A committee under the Transport Ministry will investigate the air traffic control supervisor who fell asleep during the disappearance of flight MH370, says Datuk Seri Liow Tiong Lai. – FMT pic
A special committee under the Transport Ministry will investigate the supervising controller who fell asleep while on duty at the Kuala Lumpur Air Traffic Control Centre when flight MH370 disappeared from radar on March 8 last year, The Star reported today.
Transport Minister Datuk Seri Liow Tiong Lai said the matter was serious and the ministry had decided on a separate committee to probe into the finding in the interim safety investigation report on the Malaysia Airlines (MAS) flight, which is still missing after a year despite a massive undersea search.
“This is very serious. We will investigate and take stern action on any wrongdoings,” The Star quoted him as saying after an event at Tunku Abdul Rahman University College in Kuala Lumpur today.
The interim report revealed a transcript of a telephone conversation between Kuala Lumpur’s air traffic control centre and the MAS operations room where it appeared that the control centre supervisor on duty went to sleep after flight MH370 vanished from radar.
By that time, air traffic control in Ho Chi Minh had already confirmed that it no longer had radar coverage of MH370 after Vietnamese civil aviation had tried to contact the plane for some 20 minutes.
The MAS operations room had asked the Kuala Lumpur control centre whether it had successfully handed over responsibility for the Beijing-bound flight to Vietnamese air traffic control, but the controller said he had just taken over duties and would have to wake up his supervisor in order to find out.

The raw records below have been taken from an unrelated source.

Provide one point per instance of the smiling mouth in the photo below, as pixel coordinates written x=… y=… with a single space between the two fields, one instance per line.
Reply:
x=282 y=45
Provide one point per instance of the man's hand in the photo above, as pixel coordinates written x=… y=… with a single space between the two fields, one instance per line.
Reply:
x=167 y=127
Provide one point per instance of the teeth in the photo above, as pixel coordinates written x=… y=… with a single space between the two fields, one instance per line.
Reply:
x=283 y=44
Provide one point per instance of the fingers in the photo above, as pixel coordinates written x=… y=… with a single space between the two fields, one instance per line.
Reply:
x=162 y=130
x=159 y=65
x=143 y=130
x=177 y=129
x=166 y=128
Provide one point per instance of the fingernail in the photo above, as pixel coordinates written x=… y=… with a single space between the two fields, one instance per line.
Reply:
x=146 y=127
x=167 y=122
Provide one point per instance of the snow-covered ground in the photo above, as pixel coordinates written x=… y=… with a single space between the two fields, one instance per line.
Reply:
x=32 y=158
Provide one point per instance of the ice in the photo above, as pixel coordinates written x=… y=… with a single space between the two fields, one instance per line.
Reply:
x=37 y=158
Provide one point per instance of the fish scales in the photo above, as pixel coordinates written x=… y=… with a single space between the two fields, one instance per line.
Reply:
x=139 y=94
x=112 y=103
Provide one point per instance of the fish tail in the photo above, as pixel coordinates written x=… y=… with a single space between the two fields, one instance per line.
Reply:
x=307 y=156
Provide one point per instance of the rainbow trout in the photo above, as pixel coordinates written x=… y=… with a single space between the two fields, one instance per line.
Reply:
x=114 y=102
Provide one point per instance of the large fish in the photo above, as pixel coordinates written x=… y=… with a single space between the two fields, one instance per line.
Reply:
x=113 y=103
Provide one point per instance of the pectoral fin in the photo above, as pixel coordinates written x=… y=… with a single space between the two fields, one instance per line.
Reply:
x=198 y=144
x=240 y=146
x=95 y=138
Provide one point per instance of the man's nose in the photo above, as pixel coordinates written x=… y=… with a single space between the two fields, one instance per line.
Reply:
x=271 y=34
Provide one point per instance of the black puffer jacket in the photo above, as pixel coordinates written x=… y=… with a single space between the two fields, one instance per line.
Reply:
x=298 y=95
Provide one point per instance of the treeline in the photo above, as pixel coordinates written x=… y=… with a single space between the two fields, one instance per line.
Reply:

The interim report was released last Sunday, one year after the plane’s disappearance, as mandated by international laws on civil aviation on aircraft accident investigations.
The Star also reported that a working group between China, Australia and Malaysia on the incident would be held here this month, ahead of a ministerial meeting in April. The meetings will review the search efforts and plan the next course of action.
The 60,000 sq km undersea search in the southern Indian Ocean where the plane is believed to have ended is expected to end in May.
Liow has said previously that the search authorities would have to “go back to the drawing board” to decide what to do next if the plane is still not found.